Please please please please please please please watch Things Heard & Seen on Netflix it’s so bad. Please. I wrote about it here and trust me, you WILL want to watch at least the last 10 minutes. Hopefully only the last 10 minutes.
Still syndicating old posts from a dead site (don’t sue me!!!):
🎞️What I’ve been watching
I Saw The TV Glow is a fucking masterpiece. I cannot remember the last time a film affected me this way. It’s beautiful, and it’s out now in theaters. Please go see it in theaters. Please go see it like five times. If you watch it and you don’t get it, pay for a trans friend to come join you on a subsequent viewing and talk to them about it after.
Killer interview with creator Jane Schoenbrun on Tuck Woodstock’s Gender Reveal btw
And please please please go watch Schoenbrun’s previous film, We’re All Going to the World’s Fair. It’s haunting, memorable, and unlike anything else.
The second film in my monthly little film club with some buddies was Past Lives, and ah, wow, so gentle, so tender. Really beautiful. I love a film that is borderline plotless and impressionistic. Send me some faves that feel the same, a la Frances Ha or In the Mood for Love. Should I finally watch the Before trilogy?
Jenny Nicholson is so back with her four-hour takedown of the Galactic Starcruiser. This video is so good, especially as someone who watched all of this news play out in realtime.
📰What I’ve been reading
Finally finished Stephen Graham Jones’s The Only Good Indians and Carmen Maria Machado’s In the Dream House. Cannot recommend them enough, but I feel like you don’t need me to tell you that.
“Culture Needs More Jerks” by Dan Brooks for Defector is so real and true as someone who has been dubbed both a “character assassin” and an “intellectual cypher” lol
🎶What I’ve been singing
I went and saw the musical Six live in theater with my dear darling Anne Baird for my birthday! It went so unexpectedly hard and was so fun. I’ve had every song stuck in my head. I’m too picky about individual performers and video quality to link anything here, but this show is touring right now — go see it!
And likewise, I saw ILLINOISE when it opened at Bard College before going to Broadway. As someone with a predatory wasp tattoo, I bought the tickets the moment they became available.

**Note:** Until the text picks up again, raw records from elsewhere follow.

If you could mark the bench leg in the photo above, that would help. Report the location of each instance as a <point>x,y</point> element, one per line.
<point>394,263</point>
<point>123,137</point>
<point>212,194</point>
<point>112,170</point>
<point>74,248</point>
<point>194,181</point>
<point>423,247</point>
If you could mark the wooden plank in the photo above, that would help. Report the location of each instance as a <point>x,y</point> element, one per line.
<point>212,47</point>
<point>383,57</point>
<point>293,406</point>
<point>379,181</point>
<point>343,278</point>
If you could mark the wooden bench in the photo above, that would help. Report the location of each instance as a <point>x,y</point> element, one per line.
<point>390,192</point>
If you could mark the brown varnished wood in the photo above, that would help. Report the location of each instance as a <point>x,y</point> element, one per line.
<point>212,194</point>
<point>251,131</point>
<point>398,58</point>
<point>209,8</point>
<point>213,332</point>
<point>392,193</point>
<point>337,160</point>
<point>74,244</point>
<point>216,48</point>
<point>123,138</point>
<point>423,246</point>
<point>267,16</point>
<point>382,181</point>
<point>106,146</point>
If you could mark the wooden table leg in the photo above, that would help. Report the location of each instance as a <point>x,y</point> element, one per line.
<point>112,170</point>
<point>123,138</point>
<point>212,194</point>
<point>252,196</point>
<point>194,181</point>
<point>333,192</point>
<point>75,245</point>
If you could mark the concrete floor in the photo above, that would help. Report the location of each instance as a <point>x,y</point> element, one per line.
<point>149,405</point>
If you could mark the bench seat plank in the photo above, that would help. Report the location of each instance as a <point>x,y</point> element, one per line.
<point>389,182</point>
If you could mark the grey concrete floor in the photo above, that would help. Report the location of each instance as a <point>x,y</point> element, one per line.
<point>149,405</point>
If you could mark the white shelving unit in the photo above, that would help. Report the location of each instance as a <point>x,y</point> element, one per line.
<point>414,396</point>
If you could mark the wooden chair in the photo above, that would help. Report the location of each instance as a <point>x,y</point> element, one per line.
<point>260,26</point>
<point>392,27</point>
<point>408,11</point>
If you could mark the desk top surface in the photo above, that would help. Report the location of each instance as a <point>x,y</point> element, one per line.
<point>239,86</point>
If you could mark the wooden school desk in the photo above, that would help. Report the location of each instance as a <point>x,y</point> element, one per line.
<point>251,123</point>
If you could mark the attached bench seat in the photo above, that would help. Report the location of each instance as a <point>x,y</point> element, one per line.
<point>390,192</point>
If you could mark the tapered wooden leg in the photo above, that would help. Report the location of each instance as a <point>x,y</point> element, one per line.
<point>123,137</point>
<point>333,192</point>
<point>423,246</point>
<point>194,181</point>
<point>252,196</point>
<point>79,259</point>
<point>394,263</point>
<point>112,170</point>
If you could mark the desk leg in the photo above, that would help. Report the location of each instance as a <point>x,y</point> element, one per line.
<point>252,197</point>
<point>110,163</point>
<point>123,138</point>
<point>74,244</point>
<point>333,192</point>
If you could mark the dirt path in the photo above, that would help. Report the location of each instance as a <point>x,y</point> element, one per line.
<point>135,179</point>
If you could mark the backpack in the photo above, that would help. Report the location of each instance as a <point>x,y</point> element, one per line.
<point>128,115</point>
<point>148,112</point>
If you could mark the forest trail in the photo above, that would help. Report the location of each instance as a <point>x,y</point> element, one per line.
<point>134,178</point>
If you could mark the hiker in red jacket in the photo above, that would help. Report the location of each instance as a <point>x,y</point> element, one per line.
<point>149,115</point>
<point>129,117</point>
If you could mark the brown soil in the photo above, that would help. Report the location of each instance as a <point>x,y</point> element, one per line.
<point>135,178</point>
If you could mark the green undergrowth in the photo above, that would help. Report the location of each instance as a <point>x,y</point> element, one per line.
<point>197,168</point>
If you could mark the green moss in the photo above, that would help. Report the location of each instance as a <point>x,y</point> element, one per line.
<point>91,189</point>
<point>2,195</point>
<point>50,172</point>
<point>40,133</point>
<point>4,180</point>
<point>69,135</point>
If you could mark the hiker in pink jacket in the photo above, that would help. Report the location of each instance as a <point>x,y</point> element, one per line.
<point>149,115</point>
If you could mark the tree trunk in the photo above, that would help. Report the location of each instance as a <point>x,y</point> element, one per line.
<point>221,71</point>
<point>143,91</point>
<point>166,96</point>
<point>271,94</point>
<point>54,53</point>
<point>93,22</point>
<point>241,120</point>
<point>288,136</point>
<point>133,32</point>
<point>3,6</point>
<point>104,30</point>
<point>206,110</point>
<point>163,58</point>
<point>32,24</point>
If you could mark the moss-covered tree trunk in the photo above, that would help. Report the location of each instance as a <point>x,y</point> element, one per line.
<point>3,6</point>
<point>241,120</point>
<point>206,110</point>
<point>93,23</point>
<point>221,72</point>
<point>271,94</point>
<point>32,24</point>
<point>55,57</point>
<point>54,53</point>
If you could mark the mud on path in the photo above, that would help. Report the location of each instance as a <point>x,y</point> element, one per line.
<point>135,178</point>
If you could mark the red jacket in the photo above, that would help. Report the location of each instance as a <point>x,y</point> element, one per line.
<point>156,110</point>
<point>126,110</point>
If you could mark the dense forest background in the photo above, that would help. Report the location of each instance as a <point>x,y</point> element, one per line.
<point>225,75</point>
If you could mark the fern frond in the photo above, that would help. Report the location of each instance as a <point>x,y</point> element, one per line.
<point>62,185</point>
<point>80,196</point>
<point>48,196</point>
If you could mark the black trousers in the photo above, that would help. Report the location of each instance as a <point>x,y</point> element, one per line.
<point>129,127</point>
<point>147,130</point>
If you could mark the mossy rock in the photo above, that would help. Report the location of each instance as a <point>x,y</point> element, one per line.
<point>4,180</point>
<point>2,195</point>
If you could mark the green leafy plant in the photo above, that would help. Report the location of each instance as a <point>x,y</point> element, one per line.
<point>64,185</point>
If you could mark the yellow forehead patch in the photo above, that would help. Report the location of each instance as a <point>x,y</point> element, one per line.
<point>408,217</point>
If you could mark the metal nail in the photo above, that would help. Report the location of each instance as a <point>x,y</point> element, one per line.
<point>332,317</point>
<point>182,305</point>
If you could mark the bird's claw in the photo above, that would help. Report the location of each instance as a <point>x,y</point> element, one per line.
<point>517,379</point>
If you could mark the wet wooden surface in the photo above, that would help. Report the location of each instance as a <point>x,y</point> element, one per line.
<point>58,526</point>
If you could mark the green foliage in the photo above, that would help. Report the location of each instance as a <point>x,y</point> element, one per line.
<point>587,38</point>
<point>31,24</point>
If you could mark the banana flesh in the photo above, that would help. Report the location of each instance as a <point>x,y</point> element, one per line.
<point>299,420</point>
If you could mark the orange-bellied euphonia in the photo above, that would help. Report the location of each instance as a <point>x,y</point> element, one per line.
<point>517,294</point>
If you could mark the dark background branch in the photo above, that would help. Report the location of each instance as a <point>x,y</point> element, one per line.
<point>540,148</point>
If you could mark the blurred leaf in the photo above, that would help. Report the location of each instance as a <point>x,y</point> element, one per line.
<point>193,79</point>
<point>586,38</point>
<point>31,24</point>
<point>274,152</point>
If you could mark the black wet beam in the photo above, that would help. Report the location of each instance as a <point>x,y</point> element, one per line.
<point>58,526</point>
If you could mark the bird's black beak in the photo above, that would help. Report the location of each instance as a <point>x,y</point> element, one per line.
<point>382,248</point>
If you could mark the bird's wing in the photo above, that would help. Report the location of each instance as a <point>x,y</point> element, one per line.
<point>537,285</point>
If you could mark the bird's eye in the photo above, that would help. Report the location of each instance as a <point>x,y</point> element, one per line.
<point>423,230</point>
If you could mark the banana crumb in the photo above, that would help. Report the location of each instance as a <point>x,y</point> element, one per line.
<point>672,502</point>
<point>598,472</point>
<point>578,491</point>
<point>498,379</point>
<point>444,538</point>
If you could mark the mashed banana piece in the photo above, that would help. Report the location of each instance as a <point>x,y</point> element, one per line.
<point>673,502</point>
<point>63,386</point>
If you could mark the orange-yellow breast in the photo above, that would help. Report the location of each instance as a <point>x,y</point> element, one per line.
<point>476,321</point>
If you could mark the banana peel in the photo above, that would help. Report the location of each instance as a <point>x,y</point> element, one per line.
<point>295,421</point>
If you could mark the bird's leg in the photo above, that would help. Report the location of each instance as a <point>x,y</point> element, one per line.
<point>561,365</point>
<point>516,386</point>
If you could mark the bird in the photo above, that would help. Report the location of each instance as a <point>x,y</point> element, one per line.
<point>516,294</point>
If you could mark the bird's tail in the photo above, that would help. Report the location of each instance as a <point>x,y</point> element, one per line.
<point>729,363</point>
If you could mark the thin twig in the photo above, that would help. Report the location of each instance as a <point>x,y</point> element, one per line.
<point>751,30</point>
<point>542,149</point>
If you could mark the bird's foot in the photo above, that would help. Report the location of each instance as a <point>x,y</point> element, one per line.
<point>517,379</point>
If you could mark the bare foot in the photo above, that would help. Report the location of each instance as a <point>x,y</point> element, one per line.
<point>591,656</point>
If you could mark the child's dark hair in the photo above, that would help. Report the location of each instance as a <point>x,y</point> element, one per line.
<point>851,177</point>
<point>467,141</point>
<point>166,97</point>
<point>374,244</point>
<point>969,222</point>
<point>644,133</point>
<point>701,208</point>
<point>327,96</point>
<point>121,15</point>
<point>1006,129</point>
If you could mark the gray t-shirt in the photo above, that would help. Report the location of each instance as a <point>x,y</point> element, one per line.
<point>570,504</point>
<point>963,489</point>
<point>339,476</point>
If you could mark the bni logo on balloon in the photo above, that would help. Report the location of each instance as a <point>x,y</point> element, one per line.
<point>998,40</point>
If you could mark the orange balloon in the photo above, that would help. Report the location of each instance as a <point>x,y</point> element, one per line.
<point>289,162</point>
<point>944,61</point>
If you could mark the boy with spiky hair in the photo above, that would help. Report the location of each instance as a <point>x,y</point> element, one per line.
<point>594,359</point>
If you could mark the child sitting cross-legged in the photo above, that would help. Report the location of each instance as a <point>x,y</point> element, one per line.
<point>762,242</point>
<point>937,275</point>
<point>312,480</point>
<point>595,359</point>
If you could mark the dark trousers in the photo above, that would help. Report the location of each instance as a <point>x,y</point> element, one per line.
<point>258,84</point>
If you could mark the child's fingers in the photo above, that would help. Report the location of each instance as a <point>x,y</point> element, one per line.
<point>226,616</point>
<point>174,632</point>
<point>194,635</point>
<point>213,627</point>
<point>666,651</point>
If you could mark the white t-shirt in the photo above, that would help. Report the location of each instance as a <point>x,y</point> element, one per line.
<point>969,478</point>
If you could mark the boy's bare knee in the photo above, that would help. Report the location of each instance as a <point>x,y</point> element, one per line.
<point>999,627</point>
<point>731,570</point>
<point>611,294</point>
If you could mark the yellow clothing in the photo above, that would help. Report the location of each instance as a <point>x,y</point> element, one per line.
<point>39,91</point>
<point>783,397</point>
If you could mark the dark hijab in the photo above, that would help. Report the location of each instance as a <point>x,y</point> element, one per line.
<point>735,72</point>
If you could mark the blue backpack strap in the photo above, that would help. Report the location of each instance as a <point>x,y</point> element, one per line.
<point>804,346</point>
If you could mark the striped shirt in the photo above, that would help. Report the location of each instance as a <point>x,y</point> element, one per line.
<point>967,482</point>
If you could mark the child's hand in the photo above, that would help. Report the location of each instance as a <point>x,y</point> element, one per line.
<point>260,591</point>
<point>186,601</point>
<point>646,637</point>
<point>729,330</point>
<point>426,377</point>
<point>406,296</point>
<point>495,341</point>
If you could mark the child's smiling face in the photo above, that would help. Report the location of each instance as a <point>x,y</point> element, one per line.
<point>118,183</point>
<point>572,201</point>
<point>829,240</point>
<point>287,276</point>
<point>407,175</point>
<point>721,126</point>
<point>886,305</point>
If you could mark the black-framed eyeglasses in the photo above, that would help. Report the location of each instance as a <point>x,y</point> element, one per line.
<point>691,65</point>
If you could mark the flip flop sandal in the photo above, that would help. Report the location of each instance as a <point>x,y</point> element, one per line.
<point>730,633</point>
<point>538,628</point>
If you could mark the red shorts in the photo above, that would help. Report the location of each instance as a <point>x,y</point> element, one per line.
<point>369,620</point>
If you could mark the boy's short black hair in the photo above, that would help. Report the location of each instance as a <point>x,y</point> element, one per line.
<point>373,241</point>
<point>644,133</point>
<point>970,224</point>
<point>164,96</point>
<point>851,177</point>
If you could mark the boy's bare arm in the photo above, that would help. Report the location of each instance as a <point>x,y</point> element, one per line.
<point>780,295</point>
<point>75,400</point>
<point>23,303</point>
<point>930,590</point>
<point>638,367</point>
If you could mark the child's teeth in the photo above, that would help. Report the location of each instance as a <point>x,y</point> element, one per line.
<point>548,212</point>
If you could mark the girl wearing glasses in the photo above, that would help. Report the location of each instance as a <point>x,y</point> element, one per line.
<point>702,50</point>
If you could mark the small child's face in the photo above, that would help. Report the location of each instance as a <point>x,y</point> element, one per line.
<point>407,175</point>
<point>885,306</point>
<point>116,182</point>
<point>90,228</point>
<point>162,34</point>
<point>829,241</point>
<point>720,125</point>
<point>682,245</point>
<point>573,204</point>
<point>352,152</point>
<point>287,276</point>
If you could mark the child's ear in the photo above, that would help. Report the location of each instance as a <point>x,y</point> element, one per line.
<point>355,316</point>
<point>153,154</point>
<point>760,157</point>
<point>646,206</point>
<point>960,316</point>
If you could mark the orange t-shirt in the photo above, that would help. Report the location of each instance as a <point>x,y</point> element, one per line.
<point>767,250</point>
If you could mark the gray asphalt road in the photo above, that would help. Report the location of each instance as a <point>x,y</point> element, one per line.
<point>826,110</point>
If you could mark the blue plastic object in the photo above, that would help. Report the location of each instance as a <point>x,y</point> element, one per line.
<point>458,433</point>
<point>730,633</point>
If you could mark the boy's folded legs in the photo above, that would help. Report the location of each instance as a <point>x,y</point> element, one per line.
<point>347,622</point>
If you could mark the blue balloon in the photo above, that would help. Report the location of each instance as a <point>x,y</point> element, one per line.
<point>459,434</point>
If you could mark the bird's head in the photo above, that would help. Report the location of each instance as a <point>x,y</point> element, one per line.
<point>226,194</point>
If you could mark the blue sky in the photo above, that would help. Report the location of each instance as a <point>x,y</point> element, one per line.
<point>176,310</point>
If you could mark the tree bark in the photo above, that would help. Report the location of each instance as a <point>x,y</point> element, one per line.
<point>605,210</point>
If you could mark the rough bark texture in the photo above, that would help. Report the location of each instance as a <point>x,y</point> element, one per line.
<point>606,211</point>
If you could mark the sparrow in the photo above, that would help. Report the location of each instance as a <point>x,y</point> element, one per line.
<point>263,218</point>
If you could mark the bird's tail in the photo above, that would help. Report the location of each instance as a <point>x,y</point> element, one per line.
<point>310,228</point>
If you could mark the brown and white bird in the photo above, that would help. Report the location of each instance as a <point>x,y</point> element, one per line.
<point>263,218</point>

And they just released the cast recording!
OHHHH i wish i was there to see illinoise im glad you enjoyed <3 i shall defo peruse the cast recording. i'll happily shill for the before trilogy, before sunset is the closest to past lives IMO. most ryusuke hamaguchi movies carry that same gravitas and introspective melancholy (wheel of fortune and fantasy and then asako i & ii are the best examples of this!!!), and us and them dir. rene liu. gah. movies EVER.